A study which was carried out between 2006 and 2016 examined bird death data at a 152MW windfarm on the island of Smøla off the west coast of Norway. The study found that bird deaths due to collision with turbine blades could be reduced significantly when one of the three blades on each turbine was painted black.
Birds use a narrow ‘binocular vision’ when in flight and it is taught that the rotating blades of wind turbines is seen as a motion smear, therefore not seen as a moving object. The painting of one turbine blade gives the birds a motion que which enables them to detect the turbine blades as a moving object and therefore as danger, prompting them to avoid the obstacle in due time.
In this latest study, a 72% reduction in annual fatalities was recorded when compared to control or unpainted turbines.
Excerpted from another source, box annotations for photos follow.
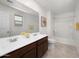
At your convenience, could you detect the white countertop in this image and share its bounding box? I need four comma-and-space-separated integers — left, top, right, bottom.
0, 33, 47, 57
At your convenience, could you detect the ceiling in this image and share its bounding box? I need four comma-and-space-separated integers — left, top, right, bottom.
35, 0, 77, 14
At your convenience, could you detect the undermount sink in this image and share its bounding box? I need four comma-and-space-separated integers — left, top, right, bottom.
9, 38, 17, 42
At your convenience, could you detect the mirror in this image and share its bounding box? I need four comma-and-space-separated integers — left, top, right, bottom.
14, 15, 23, 26
0, 1, 39, 38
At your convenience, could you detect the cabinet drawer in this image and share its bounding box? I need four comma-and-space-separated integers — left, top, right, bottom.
3, 43, 36, 58
22, 47, 36, 58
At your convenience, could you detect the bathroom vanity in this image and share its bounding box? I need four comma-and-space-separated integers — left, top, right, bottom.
0, 34, 48, 58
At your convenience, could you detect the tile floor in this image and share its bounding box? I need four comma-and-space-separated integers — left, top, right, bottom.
43, 43, 79, 58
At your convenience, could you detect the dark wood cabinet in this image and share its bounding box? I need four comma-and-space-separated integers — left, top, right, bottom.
37, 37, 48, 58
1, 37, 48, 58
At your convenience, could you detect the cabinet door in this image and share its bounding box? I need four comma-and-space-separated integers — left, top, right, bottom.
37, 44, 44, 58
22, 47, 36, 58
37, 37, 48, 58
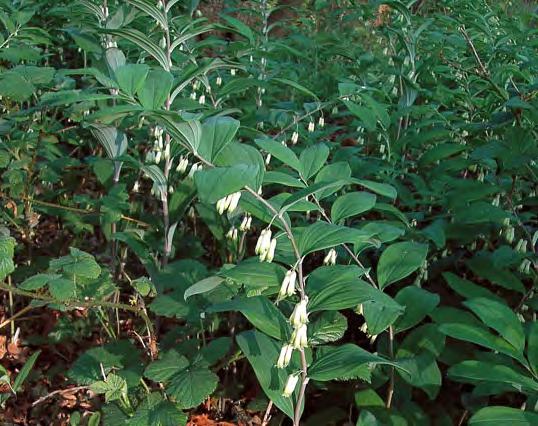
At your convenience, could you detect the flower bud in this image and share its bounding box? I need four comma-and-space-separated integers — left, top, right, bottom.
505, 226, 515, 244
291, 132, 299, 145
519, 259, 531, 274
228, 191, 241, 213
276, 344, 293, 368
282, 374, 299, 398
516, 238, 527, 253
254, 228, 272, 256
226, 226, 237, 241
216, 197, 226, 214
290, 297, 308, 328
291, 324, 308, 349
265, 238, 276, 263
176, 156, 189, 174
323, 248, 336, 265
278, 269, 297, 300
239, 215, 252, 232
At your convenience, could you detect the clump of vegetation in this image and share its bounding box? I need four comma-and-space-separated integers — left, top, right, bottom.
0, 0, 538, 426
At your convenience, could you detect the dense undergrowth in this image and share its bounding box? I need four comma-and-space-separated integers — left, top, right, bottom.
0, 0, 538, 426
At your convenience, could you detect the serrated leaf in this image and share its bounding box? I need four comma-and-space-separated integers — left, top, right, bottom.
236, 331, 293, 418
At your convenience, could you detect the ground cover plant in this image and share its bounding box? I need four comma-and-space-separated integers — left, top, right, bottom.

The results were seen across a range of species, most notably the White-tailed Eagle which is red listed and recently re-introduced in Ireland.
Despite these positive results, the authors of the study have stressed that the number of deaths fluctuated considerably from year to year and the need for a more long-term study. The study also recommends a repeat of this research in other areas to ensure that the outcomes are generic and repeatable across various landscapes.
If proven over a longer period with a larger data set, this approach of contrast painting could have positive implications for the provision of renewable energy projects in areas that would otherwise have been too susceptible to bird collision risk.